«Иисус же сказал им: не бывает пророк без чести, разве только в отечестве своем и у сродников и в доме своем» (Мк. 6, 4).
Рай это космос, грех — попытка построить в бесконечности домик себе и своим. Выгородить в жизни вечной жизнь временную. Создать в неразрушимом времяночку.
Спасение лечит подобное подобным. Просто вернуть человека, каким он стал в своей погоне за автономией, в бесконечность означало бы свести человека с ума. Бог не изгнал человека из рая, Бог спас человека от сумасшествия в раю, предоставив нам космос во временное пользование. Весь космос.
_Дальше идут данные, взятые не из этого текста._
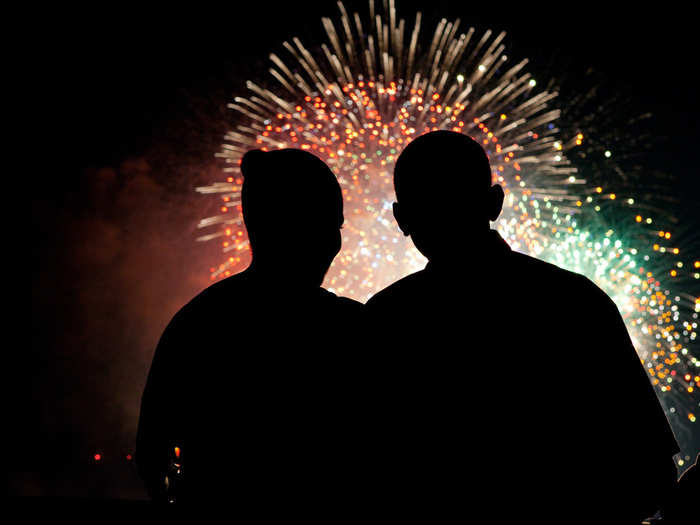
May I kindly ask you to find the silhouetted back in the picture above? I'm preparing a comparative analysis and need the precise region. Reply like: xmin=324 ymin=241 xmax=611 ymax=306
xmin=136 ymin=149 xmax=365 ymax=517
xmin=366 ymin=131 xmax=679 ymax=523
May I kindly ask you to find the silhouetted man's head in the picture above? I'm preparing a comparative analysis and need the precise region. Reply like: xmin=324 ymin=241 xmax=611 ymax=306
xmin=240 ymin=149 xmax=344 ymax=286
xmin=393 ymin=130 xmax=504 ymax=261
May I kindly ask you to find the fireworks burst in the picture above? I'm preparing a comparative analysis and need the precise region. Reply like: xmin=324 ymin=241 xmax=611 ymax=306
xmin=197 ymin=0 xmax=698 ymax=468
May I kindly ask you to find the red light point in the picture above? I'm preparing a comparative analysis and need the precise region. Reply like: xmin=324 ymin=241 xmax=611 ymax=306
xmin=94 ymin=454 xmax=102 ymax=461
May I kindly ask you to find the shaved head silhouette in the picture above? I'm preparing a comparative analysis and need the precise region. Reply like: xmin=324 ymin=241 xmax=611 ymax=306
xmin=392 ymin=130 xmax=504 ymax=262
xmin=395 ymin=130 xmax=492 ymax=198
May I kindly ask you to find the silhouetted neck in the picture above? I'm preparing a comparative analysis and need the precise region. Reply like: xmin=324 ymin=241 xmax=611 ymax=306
xmin=424 ymin=229 xmax=511 ymax=272
xmin=246 ymin=259 xmax=326 ymax=291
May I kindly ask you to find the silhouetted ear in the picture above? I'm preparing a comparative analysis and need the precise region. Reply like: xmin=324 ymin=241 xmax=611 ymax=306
xmin=487 ymin=184 xmax=505 ymax=222
xmin=393 ymin=202 xmax=410 ymax=236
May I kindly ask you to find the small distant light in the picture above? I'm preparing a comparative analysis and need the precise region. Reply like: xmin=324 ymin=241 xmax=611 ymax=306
xmin=605 ymin=150 xmax=612 ymax=158
xmin=478 ymin=64 xmax=486 ymax=72
xmin=94 ymin=454 xmax=102 ymax=462
xmin=126 ymin=454 xmax=133 ymax=461
xmin=457 ymin=74 xmax=465 ymax=83
xmin=529 ymin=79 xmax=536 ymax=87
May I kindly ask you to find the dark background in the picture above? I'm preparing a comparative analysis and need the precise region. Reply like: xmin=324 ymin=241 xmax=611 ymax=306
xmin=27 ymin=0 xmax=698 ymax=500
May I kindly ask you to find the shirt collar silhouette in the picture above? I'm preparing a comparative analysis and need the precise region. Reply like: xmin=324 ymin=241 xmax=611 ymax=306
xmin=423 ymin=229 xmax=511 ymax=274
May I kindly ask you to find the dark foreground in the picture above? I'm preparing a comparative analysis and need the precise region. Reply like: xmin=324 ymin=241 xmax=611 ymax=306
xmin=12 ymin=489 xmax=698 ymax=525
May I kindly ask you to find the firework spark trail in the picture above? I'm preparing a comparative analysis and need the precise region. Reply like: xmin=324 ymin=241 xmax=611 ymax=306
xmin=197 ymin=0 xmax=698 ymax=469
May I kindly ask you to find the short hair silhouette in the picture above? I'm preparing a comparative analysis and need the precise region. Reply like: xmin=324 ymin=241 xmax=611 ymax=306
xmin=392 ymin=130 xmax=504 ymax=261
xmin=394 ymin=130 xmax=492 ymax=198
xmin=240 ymin=148 xmax=344 ymax=283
Мы живём не в каком-то особом мире, мы живём в особом измерении рая, и это измерение создано специально для такого случая. Мир хорош не тем, что нас в нём восхищает — ах, как удобно жить. Во-первых, далеко не так уж удобно, во-вторых, когда неудобно — тоже слава Богу. Мир хорош просто фактом своего существования. Лежит песчинка — и она прекрасна своим цветом, своей формой, своей плотностью. Она может попасть нам в ботинок, но это уже наша проблема, а песчинка прекрасна, как и Млечный Путь, как и любая невидимая нашему глазу частица бытия.
Бог спасает человека, создавая внутри нашего ада — потому что с точки зрения Бога, это ад — создавая внутри этого ада дом, в котором можно жить как в раю. Нечто вроде заповедника. Пункт передержки.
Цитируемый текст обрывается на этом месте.